# Control unleashed - which book?



## For Want of Poodle (Feb 25, 2019)

Having seen a bunch of good reviews for Control Unleashed it has been on my buy list for a while - but sourcing it is a challenge
Buying from the US is unappealing and Amazon wants a lot of money for them. Just found a store in Canada that carries them for less than half the price of Amazon!!!

Which of the three books should I order? Or should I order all 3?

I am working on Annie's squirrel obsession again.


----------



## TeamHellhound (Feb 5, 2021)

I've heard good things about both the original Control Unleashed and the puppy version. 

If you want to work specifically on chasing things, the Fenzi Dog Sports Academy has an on-demand video about that. Fenzi Dog Sports Academy - LS190: Don't Chase That! Stop Your Dog from Chasing Cars, Cats and Other Critters It's under $20 US, and you have access to it for a full year.


----------



## For Want of Poodle (Feb 25, 2019)

TeamHellhound said:


> I've heard good things about both the original Control Unleashed and the puppy version.
> 
> If you want to work specifically on chasing things, the Fenzi Dog Sports Academy has an on-demand video about that. Fenzi Dog Sports Academy - LS190: Don't Chase That! Stop Your Dog from Chasing Cars, Cats and Other Critters It's under $20 US, and you have access to it for a full year.


Do they have a follow up course called 'dont shriek at that!" Lol. I find it bizarre that I have a dog who, offleadh, has a pretty good recall off of birds in flight and other things to chase, but I can't get her to stop screaming at things on leash. 

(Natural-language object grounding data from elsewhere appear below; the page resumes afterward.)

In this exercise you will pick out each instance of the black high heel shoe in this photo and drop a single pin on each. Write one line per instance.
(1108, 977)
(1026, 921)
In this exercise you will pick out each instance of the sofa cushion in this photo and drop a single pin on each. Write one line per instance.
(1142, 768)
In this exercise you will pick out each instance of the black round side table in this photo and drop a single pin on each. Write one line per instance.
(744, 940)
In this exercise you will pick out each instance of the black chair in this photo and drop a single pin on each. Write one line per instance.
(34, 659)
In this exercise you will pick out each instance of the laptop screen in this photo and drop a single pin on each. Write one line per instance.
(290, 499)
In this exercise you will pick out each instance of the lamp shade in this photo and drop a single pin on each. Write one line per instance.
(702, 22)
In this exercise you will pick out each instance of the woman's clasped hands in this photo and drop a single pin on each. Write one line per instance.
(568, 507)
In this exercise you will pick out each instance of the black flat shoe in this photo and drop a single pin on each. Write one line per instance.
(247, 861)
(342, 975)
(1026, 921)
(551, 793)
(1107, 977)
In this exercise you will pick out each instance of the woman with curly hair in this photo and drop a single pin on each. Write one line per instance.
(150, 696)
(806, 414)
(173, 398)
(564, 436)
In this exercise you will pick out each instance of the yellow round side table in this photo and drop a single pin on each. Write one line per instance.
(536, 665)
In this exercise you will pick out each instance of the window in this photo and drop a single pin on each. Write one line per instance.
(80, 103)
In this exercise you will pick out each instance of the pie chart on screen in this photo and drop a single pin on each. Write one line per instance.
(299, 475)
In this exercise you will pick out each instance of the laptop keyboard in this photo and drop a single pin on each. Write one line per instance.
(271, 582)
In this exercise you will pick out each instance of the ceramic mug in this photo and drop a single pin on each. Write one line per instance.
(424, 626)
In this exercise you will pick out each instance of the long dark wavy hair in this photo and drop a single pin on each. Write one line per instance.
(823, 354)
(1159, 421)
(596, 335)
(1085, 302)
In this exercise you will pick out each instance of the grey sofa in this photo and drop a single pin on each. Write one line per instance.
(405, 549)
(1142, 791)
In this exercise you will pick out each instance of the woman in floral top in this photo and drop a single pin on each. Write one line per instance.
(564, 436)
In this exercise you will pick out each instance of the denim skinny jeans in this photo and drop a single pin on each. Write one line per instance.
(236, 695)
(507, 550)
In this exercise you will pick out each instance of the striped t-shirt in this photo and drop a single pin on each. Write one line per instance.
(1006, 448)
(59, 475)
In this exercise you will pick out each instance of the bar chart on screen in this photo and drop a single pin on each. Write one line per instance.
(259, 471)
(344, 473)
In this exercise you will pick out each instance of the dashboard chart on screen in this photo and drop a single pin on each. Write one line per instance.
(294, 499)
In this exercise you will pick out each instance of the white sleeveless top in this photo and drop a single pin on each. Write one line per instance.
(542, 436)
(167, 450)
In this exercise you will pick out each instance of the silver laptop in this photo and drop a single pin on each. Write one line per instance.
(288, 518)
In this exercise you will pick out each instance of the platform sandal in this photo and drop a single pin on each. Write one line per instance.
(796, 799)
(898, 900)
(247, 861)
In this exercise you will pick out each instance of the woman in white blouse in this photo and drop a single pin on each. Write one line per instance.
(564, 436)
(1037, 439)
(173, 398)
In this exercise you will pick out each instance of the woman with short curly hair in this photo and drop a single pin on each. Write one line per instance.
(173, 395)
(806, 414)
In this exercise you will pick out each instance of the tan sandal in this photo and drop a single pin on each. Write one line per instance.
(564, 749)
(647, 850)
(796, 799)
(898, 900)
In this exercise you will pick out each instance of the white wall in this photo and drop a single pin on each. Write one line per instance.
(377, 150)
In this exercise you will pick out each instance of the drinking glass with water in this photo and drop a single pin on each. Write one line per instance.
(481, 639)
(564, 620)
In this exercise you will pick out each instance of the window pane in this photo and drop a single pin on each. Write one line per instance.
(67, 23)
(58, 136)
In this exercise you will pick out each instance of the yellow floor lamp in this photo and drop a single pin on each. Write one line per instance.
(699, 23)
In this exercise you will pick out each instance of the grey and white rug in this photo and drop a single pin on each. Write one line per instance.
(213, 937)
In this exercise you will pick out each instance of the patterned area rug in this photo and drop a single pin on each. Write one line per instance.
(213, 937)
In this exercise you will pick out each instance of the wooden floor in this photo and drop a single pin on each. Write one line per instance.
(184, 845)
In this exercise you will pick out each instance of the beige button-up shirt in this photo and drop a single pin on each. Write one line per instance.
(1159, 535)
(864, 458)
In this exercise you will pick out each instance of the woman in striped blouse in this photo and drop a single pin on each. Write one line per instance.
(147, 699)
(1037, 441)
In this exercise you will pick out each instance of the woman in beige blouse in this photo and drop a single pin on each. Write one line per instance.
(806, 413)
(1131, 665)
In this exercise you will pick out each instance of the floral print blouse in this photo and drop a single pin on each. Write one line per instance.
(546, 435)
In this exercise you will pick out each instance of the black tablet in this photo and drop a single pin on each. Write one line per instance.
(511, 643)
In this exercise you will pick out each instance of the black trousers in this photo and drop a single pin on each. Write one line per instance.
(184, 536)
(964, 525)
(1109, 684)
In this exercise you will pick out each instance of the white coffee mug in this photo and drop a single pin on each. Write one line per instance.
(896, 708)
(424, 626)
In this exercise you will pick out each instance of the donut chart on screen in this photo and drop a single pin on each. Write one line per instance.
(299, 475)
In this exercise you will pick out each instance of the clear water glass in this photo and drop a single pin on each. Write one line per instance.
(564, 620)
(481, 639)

It's spring, and all the animals are more active.


----------



## TeamHellhound (Feb 5, 2021)

Well, there is this video for reactivity. Fenzi Dog Sports Academy - LS205: Living With & Training a Reactive Dog

There is also a whole six-week-long class on dealing with reactivity that starts on April 1st. Fenzi Dog Sports Academy - BH110: Dealing with the Bogeyman - Helping Fearful Reactive and Stressed Dogs


----------



## For Want of Poodle (Feb 25, 2019)

TeamHellhound said:


> Well, there is this video for reactivity. Fenzi Dog Sports Academy - LS205: Living With & Training a Reactive Dog
> 
> There is also a whole six-week-long class on dealing with reactivity that starts on April 1st. Fenzi Dog Sports Academy - BH110: Dealing with the Bogeyman - Helping Fearful Reactive and Stressed Dogs


Thanks - I will keep that in mind for later. I am starting rally classes back up then so i won't have enough time to do two classes. 

Right now, I think I would prefer a book. At $31, it's cheaper than the course, and I am pretty terrible at following through/following along with online learning. 

I previously bought BAT 2.0 but it was pretty useless as Annie is not afraid of squirrels (that program focused mostly on fear with other types only vaguely touched on) and squirrels are impossible to control and keep at a distance.

Documented somewhere on here is my long process getting Annie to not pull and freak out as much on leash at squirrels which improved things a lot but I never did manage to get her to stop shrieking. I have been unwell this past year and really stopped working on it as hard.


----------



## For Want of Poodle (Feb 25, 2019)

Anyone have experience, specifically, with the three Control Unleashed books?


----------